Linear Systems on Metric Graphs, Gonality Sequence and Lifting Problems

A combinatorial theory of linear systems on graphs and metric graphs has been introduced in analogy with the one on algebraic curves. The interplay is given by the Specialization Lemma. Let \(X\) be a smooth curve over the field of fractions of a complete discrete valuation ring and let \( \mathfrak{X} \) be a strongly semistable regular model of \(X\). It is possible to specialize a divisor on the curve to a divisor on the dual graph of the special fiber of \( \mathfrak{X} \); through this process the rank of the divisor can only increase.
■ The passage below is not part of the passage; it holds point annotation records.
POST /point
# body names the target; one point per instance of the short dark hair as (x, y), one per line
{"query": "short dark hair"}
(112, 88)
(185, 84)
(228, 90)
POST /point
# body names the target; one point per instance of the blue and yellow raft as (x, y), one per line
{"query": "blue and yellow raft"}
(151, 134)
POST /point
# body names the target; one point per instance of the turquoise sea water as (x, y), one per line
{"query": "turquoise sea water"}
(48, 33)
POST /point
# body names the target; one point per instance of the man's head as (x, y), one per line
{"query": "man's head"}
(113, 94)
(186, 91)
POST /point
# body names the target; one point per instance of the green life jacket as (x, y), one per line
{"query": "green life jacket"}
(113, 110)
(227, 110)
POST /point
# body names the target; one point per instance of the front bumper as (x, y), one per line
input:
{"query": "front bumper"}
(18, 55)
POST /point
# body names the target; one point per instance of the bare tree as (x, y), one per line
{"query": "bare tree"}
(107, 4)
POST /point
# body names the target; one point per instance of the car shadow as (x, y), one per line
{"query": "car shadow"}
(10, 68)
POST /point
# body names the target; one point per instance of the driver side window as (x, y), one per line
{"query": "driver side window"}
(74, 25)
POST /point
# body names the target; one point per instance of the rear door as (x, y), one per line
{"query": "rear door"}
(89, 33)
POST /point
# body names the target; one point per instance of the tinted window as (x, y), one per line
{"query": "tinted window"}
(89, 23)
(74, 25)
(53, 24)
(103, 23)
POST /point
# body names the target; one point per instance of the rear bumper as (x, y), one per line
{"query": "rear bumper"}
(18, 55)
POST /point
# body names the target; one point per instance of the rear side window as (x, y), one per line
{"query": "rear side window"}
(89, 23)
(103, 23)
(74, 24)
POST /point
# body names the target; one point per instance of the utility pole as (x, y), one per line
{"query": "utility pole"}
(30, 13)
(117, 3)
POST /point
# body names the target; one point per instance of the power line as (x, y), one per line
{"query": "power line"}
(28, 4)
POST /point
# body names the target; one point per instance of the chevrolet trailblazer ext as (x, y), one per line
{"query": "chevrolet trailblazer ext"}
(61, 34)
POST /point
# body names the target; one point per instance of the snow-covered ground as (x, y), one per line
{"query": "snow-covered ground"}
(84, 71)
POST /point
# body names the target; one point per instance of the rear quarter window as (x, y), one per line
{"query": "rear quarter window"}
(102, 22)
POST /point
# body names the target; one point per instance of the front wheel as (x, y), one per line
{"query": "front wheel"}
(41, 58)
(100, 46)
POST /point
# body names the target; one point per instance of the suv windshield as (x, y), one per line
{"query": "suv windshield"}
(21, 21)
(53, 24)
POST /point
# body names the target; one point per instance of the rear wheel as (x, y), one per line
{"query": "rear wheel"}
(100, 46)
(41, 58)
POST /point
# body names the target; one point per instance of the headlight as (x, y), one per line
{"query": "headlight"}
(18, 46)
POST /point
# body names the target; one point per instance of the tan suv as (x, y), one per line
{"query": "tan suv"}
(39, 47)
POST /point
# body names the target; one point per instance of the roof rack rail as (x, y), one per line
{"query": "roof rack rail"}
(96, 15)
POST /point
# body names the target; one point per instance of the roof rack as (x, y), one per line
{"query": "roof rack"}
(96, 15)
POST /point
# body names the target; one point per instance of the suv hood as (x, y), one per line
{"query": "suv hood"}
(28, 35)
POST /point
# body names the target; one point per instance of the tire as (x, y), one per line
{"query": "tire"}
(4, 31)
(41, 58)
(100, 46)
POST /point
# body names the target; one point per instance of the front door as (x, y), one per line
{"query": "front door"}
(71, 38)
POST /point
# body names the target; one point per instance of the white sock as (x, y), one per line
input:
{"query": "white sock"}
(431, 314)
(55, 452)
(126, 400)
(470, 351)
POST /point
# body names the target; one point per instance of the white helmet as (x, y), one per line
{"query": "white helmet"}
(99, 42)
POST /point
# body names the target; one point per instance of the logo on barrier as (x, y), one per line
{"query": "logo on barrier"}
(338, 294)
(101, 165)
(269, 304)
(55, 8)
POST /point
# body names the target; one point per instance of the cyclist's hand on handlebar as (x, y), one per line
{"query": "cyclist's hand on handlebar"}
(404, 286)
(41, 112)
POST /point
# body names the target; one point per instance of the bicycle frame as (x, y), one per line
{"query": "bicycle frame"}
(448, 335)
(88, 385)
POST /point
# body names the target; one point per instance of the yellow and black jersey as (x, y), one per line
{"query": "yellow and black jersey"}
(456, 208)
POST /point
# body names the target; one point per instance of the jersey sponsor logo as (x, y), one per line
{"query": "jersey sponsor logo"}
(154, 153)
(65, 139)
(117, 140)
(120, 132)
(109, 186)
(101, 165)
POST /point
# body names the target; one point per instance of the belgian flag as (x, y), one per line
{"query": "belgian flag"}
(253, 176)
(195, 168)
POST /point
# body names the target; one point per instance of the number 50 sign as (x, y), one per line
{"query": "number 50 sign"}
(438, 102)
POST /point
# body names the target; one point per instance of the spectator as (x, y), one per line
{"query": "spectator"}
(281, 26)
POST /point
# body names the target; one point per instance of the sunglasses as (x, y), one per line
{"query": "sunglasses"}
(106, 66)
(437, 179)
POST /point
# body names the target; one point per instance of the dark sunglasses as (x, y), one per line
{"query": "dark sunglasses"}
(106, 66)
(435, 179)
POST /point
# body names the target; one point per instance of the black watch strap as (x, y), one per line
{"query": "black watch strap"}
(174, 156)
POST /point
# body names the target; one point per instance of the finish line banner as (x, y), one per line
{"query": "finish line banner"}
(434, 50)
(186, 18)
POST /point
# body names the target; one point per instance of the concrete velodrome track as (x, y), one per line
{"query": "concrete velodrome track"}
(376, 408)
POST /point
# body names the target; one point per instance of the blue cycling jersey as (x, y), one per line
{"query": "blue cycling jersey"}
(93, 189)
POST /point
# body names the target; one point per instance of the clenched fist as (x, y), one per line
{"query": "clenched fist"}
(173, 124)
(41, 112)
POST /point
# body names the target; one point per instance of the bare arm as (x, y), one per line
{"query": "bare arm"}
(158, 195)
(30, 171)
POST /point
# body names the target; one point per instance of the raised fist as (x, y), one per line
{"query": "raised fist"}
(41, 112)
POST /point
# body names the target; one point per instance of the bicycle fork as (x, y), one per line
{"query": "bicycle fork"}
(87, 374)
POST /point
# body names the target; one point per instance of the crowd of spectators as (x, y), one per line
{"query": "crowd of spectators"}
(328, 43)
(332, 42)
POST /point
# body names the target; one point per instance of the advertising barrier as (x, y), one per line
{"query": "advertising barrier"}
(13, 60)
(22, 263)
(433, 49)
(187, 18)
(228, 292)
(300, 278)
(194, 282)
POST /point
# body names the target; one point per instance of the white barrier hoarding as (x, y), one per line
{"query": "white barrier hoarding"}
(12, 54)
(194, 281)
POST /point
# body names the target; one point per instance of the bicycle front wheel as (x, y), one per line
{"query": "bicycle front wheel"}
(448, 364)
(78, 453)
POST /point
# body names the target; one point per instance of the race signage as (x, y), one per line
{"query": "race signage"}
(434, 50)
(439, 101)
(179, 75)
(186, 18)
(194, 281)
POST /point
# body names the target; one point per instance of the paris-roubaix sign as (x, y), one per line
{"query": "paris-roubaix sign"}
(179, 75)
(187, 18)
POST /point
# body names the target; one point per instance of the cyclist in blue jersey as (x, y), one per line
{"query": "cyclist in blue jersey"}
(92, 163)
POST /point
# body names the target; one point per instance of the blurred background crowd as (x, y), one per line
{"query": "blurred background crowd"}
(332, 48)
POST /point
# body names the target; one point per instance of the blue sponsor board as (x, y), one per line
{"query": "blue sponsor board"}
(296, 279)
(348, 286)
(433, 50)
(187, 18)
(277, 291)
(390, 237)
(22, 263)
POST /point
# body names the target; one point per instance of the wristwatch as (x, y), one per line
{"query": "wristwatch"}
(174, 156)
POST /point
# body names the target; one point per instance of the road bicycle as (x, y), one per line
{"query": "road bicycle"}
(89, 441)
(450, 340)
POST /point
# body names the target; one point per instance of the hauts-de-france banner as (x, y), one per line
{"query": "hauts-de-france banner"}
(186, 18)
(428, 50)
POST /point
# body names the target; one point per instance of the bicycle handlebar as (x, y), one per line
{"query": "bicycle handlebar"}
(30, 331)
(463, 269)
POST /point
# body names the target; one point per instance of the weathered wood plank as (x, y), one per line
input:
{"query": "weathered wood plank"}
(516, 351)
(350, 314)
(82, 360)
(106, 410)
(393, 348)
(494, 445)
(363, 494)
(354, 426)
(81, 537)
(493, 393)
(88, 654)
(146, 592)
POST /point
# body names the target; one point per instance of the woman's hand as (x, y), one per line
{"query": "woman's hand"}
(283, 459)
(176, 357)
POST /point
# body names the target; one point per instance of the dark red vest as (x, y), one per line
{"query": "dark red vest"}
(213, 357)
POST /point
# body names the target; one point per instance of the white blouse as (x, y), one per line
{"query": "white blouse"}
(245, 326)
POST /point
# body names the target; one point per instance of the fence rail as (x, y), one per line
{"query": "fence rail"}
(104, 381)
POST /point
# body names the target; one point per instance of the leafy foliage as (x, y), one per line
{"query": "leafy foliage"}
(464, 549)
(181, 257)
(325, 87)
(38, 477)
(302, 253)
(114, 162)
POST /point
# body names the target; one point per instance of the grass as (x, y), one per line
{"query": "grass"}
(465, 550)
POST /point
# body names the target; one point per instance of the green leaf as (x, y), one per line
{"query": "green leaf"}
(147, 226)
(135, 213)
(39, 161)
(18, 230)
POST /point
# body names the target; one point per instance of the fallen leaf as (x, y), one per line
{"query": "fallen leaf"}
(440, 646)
The complete graph \(K_d\) pops up if we take a model of a smooth plane curve of degree \(d\) degenerating to a union of \(d\) lines. Moreover omitting edges from \(K_d\) can be interpreted as resolving singularities of a plane curve. In this talk we present some results on linear systems on complete graphs and complete graphs with a small number of omitted edges, and we will compare them with the corresponding results on plane curves. In particular, we compute the gonality sequence of complete graphs and the gonality of graphs obtained by omitting edges. We explain how to lift these graphs to curves with the same gonality using models of plane curves with nodes and harmonic morphisms.

This is partially a joint work with Filip Cools.